Stoner

Tuesday, March 25, 2014

This is the kind of book that takes you by the wrist at first, but by the end of the book it has you by the throat. 

William Stoner, the main dude, is as real to me as any person that I know and I don't know if I will ever really forget him. That's what a great book does, it lives inside of you. 

Here are a few sneak peaks into this treasure of a book:
"In his extreme youth Stoner had thought of love as an absolute state of being to which, if one were lucky, one might find access; in his maturity he had decided it was the heaven of a false religion, toward which one ought to gaze with an amused disbelief, a gently familiar contempt, and an embarrassed nostalgia.
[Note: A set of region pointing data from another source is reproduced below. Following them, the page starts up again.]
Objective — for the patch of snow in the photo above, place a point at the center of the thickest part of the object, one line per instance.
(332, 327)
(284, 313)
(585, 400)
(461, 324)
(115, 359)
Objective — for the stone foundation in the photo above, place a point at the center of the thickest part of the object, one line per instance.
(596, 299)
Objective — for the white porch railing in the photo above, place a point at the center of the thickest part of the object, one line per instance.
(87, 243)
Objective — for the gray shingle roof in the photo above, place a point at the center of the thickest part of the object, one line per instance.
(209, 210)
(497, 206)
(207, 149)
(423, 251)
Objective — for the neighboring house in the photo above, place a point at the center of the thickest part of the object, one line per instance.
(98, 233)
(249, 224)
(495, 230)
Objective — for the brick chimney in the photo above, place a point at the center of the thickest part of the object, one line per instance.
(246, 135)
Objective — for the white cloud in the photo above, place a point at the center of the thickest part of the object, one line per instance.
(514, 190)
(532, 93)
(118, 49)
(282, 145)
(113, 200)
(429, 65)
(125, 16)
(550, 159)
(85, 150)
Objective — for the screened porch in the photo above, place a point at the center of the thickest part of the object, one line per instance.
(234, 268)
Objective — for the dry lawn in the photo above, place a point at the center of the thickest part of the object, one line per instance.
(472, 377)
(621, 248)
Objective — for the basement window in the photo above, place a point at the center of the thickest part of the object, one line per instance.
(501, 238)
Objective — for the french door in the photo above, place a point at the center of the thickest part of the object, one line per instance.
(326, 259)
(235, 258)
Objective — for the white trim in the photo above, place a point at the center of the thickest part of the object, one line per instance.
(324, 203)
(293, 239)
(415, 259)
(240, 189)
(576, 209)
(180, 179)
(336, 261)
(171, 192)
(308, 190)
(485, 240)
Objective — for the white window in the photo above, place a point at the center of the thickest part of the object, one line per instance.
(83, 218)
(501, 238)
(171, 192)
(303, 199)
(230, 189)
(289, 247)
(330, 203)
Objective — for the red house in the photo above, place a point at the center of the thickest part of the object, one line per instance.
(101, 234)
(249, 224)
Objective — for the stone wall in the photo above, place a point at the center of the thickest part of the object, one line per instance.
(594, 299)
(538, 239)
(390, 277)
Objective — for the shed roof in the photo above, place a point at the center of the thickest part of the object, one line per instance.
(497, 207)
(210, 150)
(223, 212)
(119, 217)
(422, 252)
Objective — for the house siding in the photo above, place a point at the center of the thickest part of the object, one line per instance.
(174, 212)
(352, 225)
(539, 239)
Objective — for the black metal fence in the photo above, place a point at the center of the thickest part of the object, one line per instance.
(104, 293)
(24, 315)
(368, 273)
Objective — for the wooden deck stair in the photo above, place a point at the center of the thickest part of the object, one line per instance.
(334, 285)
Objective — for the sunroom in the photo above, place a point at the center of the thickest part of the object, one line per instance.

Now in his middle age he began to know that it was neither a state of grace nor an illusion; he saw it as a human act of becoming, a condition that was invented and modified moment by moment and day by day, by the will and the intelligence and the heart."

This is a goodie too:
"He had, in odd ways, given it to every moment of his life, and had perhaps given it most fully when he was unaware of his giving. It was a passion neither of the mind nor of the flesh; rather, it was a force that comprehended them both, as if they were but the matter of love, its specific substance. To a woman or to a poem, it said simply: Look! I am alive."

This is one of my faves (he is describing his daughter):


"She was he knew-and had known very early, he supposed-one of those rare and always lovely humans whose moral nature was so delicate that it must be nourished and care for that it might be fulfilled." 
Here a completely unrelated painting by Pierre Soulages. Okay bye.